Aller au contenu

Page:Cooper - Œuvres complètes, éd Gosselin, tome 27, 1847.djvu/121

La bibliothèque libre.
Le texte de cette page a été corrigé et est conforme au fac-similé.

— Cela est pourtant vrai, ma chère. Je n’affecterai pas une extrême humilité, et je ne nie pas que les Malbone n’appartinssent à une bonne famille ; mais, mon frère et moi, nous étions dans un temps tellement réduits, que nous étions obligés de travailler dans les bois, tout auprès de cette propriété. Nous n’avions alors aucune prétention supérieure aux vôtres, et, sous bien des rapports, nous étions plus mal partagés. D’ailleurs la fille d’un ministre instruit et bien élevé mérite, même aux yeux du monde, une certaine considération. Vous m’obligerez donc en acceptant mon offre.

— Chère dame je ne sais comment vous refuser, ni comment recevoir un si riche présent. Vous me permettrez d’abord de consulter mon père ?

— C’est trop juste, ma chère, répondit mon excellente parente en remettant la montre dans sa poche. Heureusement M. Warren dîne avec nous, et nous arrangerons l’affaire avant de nous mettre à table.

Cela mit fin à la discussion dont nous avions été tous témoins. Pour mon oncle et moi, il est à peine nécessaire de dire combien nous fûmes charmés de cette petite scène. D’un côté, le bienveillant désir d’obliger, de l’autre le scrupule de recevoir cette double lutte de délicatesse nous ravissait. Les trois jeunes personnes respectaient trop les sentiments de Mary pour intervenir, quoique Patt se contînt difficilement. Quant à Tom Miller et à Kitty, ils s’étonnaient sans doute que la fille de M. Warren fut assez simple pour hésiter d’accepter une montre qui valait cent dollars. C’était encore un point qu’ils ne pouvaient comprendre.

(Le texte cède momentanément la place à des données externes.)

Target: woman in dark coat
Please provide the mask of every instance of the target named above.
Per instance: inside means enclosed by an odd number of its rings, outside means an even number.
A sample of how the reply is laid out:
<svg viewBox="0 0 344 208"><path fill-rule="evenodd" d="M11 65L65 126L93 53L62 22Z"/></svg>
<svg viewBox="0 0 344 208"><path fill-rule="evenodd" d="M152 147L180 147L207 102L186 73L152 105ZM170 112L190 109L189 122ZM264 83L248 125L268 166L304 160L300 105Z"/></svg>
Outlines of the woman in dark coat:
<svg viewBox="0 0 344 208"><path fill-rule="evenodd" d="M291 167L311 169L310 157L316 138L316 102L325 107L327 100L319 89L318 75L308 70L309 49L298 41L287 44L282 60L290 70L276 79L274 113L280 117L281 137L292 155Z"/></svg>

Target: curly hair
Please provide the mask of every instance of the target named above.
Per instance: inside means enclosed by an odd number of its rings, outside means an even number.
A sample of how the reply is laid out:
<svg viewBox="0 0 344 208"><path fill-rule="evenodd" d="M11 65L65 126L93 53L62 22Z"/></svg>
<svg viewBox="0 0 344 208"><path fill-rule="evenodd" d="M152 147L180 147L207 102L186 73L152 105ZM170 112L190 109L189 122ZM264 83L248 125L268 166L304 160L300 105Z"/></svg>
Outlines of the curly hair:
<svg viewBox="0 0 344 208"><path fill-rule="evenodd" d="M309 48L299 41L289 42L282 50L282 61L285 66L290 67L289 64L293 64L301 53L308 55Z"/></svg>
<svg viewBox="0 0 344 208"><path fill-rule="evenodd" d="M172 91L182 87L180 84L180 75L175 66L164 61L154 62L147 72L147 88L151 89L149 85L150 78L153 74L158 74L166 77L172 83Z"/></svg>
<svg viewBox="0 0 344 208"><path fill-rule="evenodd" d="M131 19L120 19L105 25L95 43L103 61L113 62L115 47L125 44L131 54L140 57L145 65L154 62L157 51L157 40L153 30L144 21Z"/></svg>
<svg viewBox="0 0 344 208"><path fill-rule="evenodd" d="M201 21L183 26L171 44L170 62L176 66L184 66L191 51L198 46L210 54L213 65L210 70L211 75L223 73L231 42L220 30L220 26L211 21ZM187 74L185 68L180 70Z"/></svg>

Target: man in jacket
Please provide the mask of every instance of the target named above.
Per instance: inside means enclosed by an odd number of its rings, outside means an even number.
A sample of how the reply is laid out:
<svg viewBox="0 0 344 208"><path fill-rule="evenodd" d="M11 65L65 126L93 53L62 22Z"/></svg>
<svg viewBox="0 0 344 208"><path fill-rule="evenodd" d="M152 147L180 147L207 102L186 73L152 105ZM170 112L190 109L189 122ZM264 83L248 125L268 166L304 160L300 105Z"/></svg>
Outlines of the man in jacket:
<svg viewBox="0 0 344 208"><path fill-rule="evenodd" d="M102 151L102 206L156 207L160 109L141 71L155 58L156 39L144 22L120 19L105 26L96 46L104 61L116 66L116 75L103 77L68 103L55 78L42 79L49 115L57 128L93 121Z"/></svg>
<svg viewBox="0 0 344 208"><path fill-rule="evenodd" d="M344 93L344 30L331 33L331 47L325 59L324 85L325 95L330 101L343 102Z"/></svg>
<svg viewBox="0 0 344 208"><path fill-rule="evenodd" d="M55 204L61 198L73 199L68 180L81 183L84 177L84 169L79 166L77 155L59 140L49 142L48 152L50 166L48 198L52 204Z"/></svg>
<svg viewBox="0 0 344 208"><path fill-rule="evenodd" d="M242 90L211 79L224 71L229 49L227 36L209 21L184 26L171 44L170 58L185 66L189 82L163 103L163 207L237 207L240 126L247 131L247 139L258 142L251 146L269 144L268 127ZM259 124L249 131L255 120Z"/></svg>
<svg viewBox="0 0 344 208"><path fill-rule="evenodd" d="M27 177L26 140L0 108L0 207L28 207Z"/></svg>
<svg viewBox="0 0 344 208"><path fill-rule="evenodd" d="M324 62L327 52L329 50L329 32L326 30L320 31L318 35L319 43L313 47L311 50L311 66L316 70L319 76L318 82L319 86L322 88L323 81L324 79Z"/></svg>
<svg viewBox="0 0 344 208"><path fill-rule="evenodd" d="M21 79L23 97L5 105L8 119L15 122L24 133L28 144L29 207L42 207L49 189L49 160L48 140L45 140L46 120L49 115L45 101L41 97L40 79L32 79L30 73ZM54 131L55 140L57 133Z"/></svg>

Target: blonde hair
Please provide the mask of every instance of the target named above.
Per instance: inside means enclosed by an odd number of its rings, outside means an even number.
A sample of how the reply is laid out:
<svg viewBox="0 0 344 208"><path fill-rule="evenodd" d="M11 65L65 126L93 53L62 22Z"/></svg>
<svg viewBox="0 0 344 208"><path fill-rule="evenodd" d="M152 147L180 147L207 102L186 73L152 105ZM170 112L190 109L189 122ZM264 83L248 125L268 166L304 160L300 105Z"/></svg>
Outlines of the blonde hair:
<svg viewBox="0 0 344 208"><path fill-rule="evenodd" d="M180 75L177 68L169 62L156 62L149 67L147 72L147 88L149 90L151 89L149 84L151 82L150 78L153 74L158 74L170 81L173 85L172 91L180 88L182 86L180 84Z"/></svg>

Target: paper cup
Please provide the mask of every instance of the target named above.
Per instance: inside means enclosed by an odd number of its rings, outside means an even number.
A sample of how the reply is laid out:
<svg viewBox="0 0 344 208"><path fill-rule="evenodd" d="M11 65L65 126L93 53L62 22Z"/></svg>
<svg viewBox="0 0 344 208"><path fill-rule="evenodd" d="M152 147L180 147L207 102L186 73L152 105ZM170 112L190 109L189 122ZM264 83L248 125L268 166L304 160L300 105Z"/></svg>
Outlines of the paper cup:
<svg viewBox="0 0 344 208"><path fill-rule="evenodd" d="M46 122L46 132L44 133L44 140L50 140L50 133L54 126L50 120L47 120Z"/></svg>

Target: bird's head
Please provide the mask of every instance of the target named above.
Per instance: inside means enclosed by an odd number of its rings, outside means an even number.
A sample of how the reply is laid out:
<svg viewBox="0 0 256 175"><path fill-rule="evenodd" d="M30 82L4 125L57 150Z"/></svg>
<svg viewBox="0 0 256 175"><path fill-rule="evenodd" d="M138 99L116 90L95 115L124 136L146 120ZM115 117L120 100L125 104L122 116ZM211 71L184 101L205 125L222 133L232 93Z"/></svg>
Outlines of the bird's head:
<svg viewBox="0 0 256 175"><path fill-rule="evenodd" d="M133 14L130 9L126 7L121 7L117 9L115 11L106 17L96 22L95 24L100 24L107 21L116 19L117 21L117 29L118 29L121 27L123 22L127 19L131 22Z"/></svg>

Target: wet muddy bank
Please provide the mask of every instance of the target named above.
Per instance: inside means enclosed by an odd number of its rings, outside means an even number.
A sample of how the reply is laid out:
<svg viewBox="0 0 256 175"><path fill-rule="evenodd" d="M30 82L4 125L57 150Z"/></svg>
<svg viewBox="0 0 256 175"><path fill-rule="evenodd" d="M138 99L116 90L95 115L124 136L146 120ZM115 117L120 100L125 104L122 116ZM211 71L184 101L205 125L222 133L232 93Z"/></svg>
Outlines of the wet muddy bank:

— Vous parliez de dîner, reprit ma grand’mère en regardant mon oncle ; si vous et votre compagnon vouliez nous suivre à la maison, je vous paierais le prix de la montre, et vous auriez à dîner par-dessus le marché.

Nous fûmes enchantés de cette offre, que nous acceptâmes en faisant force révérences et en exprimant nos remercîments. Après que la voiture fut partie, nous restâmes un instant pour prendre congé de Tom Miller.

— Quand vous aurez terminé dans la grande maison, dit ce brave homme, faites encore un tour par ici ; je voudrais que ma femme et Kitty jetassent un coup d’œil sur toutes vos belles choses, avant que vous les emportiez au village.